Imagine this scenario – you just discovered that your IT systems have been hacked into. Even worse, after pouring over logs and conducting exhaustive analysis you discover that the data breach had been going on for weeks. Since that time, the perpetrator or perpetrators have been systematically siphoning sensitive data from your network. Now imagine that it’s your job to report this Data Breach to the CEO. Would your heart just skip a beat? I know mine would.
This awful scenario, while hypothetical has no doubt been played out both within businesses and government agencies throughout the world. In addition to the lost trust, embarrassment, operational disruption, and the financial impact on your brand, data privacy laws and regulations further raise the stakes through imposed fines. Moreover, Wall Street definitely doesn’t take kindly to Data Breaches.
Here is a not so typical example of how a data breach can play out in the real world, but one you need to be aware of. This is an account of happened to Heartland Payment System, a Payment Process Provider (NYSE: HPY). In 2008, Heartland Payment Systems was alerted to suspicious account activity related to their customers from their partners Visa and MasterCard. Heartland conducted an all out investigation and were horrified to discover that they were unaware that a packet sniffer had been surreptitiously installed on their network.
At the time of this discovery, Heartland’s stock was trading at $25. per share, with 36.83m outstanding shares. As the full extent of the data breach came to light, Wall St. punished the stock. Over the ensuing months, the stock hit a low of just under $5 per share. That’s over and 80% drop in value or approximately $736 million. In addition to the massive drop in market cap, Heartland was forced to pay substantial fines, and spent vast sums on consultants and both software and hardware to harden their network. Overall,according to news articles, the Data Breach cost Heartland $140 million in fines and other hard dollar costs.
What truly shocked everyone was the sheer magnitude of the breach – some 130 million credit card accounts were stolen. This single data breach could have put Heartland out of business. It’s taken years, but thanks to some shrewd crisis management, Heartland has regained customer trust, and thankfully, the stock is doing better than ever – trading at $44.47 per share as of this writing.
Heartland’s troubles could have been greatly minimized if they had an early warning system alerting them to network anomalies.
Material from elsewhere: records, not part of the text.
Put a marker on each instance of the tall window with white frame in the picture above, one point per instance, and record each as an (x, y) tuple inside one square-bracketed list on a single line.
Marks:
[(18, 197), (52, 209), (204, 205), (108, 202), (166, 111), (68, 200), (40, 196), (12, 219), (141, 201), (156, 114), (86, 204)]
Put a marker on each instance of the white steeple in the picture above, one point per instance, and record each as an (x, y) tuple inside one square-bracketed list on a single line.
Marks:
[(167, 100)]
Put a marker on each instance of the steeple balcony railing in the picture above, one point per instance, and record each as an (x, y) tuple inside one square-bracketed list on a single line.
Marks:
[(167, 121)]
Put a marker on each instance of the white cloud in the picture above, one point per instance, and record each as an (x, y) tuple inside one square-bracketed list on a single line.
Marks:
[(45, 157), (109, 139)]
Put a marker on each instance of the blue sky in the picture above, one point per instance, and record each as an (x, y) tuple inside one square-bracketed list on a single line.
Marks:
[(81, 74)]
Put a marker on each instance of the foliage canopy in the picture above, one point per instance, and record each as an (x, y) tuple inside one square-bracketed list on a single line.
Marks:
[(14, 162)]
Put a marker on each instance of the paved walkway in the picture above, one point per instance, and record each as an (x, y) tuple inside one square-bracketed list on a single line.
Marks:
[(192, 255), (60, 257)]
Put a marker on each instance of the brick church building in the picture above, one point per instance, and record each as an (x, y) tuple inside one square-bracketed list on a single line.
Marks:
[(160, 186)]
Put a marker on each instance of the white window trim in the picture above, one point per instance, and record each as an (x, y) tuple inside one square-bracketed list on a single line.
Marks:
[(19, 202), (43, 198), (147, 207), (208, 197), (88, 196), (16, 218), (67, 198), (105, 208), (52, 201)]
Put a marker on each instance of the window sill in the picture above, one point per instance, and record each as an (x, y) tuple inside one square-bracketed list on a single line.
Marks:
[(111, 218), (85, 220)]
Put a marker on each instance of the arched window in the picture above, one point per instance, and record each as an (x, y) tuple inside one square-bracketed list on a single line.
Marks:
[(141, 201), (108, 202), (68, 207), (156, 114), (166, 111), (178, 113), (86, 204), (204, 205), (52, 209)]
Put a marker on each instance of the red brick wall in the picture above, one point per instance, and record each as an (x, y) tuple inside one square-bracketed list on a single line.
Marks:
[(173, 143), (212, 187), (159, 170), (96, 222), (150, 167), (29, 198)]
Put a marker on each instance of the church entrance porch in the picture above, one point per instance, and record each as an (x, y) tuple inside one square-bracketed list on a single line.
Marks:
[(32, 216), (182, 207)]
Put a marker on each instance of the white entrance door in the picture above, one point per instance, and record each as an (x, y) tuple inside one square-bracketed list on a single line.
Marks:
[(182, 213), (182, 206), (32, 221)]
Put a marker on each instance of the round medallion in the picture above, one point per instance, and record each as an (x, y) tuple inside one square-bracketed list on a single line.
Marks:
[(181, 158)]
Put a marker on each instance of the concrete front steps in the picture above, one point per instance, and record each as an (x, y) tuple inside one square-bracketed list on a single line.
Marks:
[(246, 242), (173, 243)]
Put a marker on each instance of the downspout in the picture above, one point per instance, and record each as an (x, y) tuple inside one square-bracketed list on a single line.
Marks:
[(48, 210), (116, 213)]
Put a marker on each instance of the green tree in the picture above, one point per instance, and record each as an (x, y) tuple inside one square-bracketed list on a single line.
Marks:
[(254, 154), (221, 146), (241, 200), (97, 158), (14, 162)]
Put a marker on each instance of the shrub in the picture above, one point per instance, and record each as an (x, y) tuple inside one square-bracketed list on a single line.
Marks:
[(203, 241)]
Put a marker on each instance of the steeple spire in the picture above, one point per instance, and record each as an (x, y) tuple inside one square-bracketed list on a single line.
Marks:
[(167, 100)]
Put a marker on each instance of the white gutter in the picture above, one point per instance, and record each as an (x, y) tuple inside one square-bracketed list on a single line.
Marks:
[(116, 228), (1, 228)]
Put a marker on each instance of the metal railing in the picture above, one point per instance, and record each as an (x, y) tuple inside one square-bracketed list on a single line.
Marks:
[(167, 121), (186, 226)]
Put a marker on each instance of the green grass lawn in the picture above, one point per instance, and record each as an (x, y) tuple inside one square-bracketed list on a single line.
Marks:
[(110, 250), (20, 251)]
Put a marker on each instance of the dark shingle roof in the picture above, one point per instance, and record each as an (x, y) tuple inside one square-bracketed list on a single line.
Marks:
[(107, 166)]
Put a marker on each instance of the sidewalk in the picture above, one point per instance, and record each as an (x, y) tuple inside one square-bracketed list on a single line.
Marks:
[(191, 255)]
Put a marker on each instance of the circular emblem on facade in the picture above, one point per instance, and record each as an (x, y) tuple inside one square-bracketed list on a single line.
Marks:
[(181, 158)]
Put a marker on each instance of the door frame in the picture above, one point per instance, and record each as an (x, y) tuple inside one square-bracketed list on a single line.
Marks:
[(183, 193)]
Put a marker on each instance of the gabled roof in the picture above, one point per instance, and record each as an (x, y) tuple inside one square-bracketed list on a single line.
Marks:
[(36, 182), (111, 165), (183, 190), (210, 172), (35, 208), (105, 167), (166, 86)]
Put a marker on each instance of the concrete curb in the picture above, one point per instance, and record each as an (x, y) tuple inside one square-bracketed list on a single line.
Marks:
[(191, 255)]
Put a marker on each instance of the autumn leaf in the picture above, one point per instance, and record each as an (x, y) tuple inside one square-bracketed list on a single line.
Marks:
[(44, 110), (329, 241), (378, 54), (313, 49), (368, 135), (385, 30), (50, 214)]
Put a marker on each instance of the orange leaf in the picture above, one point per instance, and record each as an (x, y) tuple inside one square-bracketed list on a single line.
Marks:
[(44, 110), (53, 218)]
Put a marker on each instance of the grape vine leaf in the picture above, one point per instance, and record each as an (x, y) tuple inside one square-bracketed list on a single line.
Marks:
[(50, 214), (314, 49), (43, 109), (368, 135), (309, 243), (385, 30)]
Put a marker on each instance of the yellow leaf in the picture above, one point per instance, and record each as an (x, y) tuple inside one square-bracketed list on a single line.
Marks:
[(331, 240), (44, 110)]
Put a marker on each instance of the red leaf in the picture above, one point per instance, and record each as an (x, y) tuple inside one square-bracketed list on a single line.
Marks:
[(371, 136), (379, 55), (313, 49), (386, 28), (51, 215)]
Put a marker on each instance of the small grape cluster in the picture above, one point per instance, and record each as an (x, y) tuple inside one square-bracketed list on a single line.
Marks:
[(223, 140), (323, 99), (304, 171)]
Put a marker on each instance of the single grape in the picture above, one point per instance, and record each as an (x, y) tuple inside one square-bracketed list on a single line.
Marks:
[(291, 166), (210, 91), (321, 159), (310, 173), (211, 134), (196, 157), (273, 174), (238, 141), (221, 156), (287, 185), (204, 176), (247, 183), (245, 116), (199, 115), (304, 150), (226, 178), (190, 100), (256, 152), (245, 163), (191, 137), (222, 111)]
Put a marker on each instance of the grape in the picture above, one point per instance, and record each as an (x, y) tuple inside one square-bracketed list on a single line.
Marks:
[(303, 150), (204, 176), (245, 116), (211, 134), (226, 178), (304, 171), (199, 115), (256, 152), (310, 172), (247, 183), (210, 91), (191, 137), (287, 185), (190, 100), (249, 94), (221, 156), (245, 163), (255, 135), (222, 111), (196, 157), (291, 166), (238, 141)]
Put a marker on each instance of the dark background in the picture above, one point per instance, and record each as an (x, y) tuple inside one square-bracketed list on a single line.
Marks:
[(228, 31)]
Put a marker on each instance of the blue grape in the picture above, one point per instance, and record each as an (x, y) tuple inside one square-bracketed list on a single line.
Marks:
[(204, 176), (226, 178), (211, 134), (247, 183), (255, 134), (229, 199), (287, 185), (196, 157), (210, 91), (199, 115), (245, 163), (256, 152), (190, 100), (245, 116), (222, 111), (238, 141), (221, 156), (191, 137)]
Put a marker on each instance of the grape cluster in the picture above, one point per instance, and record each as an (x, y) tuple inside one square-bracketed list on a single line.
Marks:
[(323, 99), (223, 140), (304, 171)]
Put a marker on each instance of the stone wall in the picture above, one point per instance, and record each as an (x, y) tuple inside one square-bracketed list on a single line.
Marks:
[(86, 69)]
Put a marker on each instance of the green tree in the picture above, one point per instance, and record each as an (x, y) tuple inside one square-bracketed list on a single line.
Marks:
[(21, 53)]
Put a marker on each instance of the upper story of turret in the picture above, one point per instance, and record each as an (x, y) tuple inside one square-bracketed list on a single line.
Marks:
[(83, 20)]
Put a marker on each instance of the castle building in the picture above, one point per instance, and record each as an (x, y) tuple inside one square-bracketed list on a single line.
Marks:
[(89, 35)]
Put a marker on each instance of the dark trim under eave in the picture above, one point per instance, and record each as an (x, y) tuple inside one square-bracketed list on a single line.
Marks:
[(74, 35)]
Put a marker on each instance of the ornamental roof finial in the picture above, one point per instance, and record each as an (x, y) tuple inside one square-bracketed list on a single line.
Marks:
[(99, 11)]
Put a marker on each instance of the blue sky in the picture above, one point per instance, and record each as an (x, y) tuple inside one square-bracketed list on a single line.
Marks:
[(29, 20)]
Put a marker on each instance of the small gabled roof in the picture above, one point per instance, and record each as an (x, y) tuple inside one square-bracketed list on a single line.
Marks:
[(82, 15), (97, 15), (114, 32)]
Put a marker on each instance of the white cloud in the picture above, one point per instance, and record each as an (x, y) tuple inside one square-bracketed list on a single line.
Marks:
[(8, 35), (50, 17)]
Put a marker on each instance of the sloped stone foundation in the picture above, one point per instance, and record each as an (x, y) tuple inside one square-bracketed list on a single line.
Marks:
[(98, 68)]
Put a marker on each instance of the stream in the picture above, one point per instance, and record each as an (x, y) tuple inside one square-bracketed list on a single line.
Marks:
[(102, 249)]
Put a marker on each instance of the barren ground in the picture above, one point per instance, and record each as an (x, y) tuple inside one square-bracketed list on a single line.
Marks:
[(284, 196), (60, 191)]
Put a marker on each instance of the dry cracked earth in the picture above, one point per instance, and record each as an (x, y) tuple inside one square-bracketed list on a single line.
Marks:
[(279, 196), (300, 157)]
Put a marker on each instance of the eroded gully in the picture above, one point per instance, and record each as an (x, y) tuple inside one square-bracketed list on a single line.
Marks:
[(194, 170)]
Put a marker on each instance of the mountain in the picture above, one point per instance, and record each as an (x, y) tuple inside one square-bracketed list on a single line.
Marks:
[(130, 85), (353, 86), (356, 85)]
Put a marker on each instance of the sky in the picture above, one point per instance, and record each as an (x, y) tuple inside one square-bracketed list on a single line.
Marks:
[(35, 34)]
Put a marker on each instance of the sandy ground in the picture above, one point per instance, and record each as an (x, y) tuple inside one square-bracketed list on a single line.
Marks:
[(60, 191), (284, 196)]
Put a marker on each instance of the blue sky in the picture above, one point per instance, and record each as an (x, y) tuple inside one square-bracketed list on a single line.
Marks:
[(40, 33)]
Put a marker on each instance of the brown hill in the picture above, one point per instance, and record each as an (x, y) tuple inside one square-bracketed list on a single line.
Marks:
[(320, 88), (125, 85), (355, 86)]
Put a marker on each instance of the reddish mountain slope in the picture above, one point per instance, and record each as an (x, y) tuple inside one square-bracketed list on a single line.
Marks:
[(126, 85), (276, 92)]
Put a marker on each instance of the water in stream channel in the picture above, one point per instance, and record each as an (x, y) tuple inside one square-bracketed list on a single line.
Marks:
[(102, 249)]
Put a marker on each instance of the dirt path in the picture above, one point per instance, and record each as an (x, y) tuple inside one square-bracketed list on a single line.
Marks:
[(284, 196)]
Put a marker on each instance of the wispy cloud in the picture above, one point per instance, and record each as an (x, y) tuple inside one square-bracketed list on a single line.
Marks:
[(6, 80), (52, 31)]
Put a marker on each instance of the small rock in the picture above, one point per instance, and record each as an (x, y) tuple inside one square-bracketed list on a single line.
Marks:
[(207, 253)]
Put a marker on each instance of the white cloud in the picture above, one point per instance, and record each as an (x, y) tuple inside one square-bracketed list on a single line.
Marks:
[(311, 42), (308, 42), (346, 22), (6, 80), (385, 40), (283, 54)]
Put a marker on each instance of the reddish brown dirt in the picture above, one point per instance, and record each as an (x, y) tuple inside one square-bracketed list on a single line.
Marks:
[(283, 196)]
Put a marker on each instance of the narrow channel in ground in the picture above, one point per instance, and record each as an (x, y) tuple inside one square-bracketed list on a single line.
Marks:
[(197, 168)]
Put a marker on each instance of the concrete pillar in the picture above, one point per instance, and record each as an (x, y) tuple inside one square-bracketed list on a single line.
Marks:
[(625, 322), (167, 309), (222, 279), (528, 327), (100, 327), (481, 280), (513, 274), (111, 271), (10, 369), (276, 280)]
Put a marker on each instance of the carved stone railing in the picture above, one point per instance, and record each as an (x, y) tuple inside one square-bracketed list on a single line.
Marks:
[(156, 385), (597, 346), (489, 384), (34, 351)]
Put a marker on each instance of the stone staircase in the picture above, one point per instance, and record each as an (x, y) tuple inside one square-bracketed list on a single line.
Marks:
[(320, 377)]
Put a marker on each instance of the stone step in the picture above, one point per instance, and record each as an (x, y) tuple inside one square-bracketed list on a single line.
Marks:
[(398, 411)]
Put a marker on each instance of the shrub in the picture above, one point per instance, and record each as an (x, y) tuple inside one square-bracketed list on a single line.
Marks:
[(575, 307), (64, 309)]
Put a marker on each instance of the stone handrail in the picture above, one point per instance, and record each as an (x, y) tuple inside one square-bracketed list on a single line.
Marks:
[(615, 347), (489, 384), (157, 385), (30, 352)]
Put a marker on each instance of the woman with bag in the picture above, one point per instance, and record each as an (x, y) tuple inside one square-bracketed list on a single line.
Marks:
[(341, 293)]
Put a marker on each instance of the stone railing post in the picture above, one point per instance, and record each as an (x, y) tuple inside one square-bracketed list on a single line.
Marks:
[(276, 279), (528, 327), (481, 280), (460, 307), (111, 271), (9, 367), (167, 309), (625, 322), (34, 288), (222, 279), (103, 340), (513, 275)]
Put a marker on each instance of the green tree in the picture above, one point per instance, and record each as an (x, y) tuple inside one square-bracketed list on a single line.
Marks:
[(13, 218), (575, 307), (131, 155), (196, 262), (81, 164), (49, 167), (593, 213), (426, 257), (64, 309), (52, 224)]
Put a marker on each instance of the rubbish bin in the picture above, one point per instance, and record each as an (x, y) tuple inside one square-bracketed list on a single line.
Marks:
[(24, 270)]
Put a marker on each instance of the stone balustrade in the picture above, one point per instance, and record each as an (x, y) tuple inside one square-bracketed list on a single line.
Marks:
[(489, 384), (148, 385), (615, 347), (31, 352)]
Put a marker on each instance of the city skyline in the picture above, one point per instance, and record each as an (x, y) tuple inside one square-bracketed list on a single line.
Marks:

Much like a smoke alarm alerts us to fire, monitoring inbound requests and outbound responses with Splunk would have alerted and directed management to suspicious network activity which could quickly have been rooted out quickly.
To use an analogy – A tiny fire quickly extinguished causes little damage, but if you aren’t aware, that same small fire can become a raging inferno and take down your business.
Public service announcement – Remember to check the batteries in your smoke detectors on your birthday.